Besides the tracts already mentioned, Cabanis was author of Mélanges de Littérature Allemande, ou Choix de Traductions de l'Allemande, &c., Paris, 8vo, 1797; Du Degré de Certitude de la Médecine, 1797 and 1803, containing a republication of his Observations sur les Hôpitaux, and his Journal de la Maladie et de la Mort de Mirabeau l'aîné; together with a short tract on the punishment of the guillotine, in which he combats the opinion of Soemmerring, Gelsuer, and Sue, that sensibility remains for some time after decapitation. This tract had already appeared in the Magasin Encyclopédique, and in the first volume of the Mémoires de la Société Médicale d'Évauline. This new edition also contains his Rapport fait au Conseil des Cinq-cent sur l'Organisation des Écoles de Médecine; and a long dissertation entitled Quelques Principes et quelques Vues sur les Secours Publics. Quelques Considérations sur l'Organisation sociale en général, et particulièrement sur la nouvelle Constitution, 12mo, 1799. His principal work, however, is that entitled Des Rapports du Physique et du Morale de l'Homme, 1803, in two volumes 8vo.

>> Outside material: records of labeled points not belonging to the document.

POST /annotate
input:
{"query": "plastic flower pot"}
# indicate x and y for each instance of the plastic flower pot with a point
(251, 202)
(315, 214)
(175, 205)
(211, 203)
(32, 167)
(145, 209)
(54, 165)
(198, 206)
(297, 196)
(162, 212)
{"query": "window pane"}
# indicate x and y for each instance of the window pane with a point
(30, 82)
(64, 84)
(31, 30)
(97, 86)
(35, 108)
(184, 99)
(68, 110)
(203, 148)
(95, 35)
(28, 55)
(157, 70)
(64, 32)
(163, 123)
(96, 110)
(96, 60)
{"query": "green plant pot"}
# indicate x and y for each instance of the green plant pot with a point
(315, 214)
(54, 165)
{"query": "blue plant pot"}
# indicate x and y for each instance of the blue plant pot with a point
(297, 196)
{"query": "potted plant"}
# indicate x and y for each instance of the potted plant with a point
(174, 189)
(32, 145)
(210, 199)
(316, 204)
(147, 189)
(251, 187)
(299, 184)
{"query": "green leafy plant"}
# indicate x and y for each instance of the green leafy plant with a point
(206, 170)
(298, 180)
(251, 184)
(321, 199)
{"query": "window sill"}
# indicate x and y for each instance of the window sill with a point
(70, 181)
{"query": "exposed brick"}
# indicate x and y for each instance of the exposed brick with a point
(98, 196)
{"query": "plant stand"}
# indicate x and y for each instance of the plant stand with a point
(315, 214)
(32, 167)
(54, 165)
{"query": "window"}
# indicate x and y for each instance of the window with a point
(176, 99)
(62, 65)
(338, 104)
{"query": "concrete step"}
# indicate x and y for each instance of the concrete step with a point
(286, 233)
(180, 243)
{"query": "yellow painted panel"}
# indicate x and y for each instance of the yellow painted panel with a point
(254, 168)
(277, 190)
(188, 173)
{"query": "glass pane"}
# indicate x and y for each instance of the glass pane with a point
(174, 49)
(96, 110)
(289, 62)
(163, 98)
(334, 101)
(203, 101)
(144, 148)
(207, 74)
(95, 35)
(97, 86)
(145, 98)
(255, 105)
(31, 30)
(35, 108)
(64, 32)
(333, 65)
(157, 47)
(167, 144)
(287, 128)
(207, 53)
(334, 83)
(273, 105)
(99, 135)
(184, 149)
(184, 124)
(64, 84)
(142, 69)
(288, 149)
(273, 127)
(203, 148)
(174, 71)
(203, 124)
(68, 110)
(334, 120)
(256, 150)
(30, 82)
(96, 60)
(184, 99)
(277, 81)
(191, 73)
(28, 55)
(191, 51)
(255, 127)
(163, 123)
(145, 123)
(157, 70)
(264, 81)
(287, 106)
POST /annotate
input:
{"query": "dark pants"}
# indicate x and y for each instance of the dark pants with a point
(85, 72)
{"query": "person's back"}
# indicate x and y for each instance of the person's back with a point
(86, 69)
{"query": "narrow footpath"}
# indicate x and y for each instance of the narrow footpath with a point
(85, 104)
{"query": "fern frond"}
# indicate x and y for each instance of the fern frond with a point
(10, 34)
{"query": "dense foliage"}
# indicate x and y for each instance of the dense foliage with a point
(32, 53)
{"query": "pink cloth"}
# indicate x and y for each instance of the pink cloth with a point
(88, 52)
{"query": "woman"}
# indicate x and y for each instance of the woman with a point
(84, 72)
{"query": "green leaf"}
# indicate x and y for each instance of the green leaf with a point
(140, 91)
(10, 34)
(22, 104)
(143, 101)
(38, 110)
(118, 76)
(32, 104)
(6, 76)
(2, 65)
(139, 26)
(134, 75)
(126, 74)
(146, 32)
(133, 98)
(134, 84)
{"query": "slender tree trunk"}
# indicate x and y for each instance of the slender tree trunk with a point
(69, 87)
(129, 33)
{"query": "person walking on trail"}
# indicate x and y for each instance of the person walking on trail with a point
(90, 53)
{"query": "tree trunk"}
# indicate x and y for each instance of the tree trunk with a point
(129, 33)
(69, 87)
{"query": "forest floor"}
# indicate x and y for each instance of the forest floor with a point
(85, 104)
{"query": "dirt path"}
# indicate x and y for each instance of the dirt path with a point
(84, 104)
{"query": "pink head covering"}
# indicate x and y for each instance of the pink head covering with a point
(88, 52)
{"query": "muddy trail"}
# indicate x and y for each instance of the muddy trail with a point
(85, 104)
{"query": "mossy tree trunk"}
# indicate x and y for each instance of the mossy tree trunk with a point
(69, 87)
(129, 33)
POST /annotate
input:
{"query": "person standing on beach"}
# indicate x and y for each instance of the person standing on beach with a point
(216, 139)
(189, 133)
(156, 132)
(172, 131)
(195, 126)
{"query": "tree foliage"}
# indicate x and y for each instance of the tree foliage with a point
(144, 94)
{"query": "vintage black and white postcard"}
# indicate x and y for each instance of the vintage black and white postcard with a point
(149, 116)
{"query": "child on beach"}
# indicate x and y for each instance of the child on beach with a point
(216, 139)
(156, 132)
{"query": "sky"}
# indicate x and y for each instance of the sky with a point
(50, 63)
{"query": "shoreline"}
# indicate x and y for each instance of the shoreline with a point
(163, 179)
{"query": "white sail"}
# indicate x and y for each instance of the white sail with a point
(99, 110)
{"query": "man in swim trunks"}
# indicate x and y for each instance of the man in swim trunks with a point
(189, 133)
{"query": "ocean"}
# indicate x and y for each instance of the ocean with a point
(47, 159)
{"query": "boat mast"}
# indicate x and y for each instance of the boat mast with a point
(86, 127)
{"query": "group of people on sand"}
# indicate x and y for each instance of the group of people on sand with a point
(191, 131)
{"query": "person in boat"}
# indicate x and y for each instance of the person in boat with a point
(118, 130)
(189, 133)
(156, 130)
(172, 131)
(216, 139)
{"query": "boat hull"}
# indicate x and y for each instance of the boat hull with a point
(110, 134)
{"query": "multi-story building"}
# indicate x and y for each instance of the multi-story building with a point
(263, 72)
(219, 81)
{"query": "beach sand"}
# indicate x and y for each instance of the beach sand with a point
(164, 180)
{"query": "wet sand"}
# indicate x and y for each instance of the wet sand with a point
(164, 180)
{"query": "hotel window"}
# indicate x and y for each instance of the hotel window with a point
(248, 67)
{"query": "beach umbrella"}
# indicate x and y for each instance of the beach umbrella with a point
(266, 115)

This work was reprinted in the following year, with the addition of a copious analytical table of its contents by M. Destutt-Tracy, and alphabetical indexes by M. Sue. His Coup d'Œil sur les Révolutions et les Réformes de la Médecine appeared in 1803. Of this work we possess an excellent English translation, with notes by Dr Henderson. His only practical work on medicine is the Observations sur les Affections Catarrhales en général, et particulièrement sur celles connues sous le nom de Rhumes de Cerveau, et

Rhumes de Poitrine, 8vo, 1807. He also wrote many interesting articles in the Magasin Encyclopédique.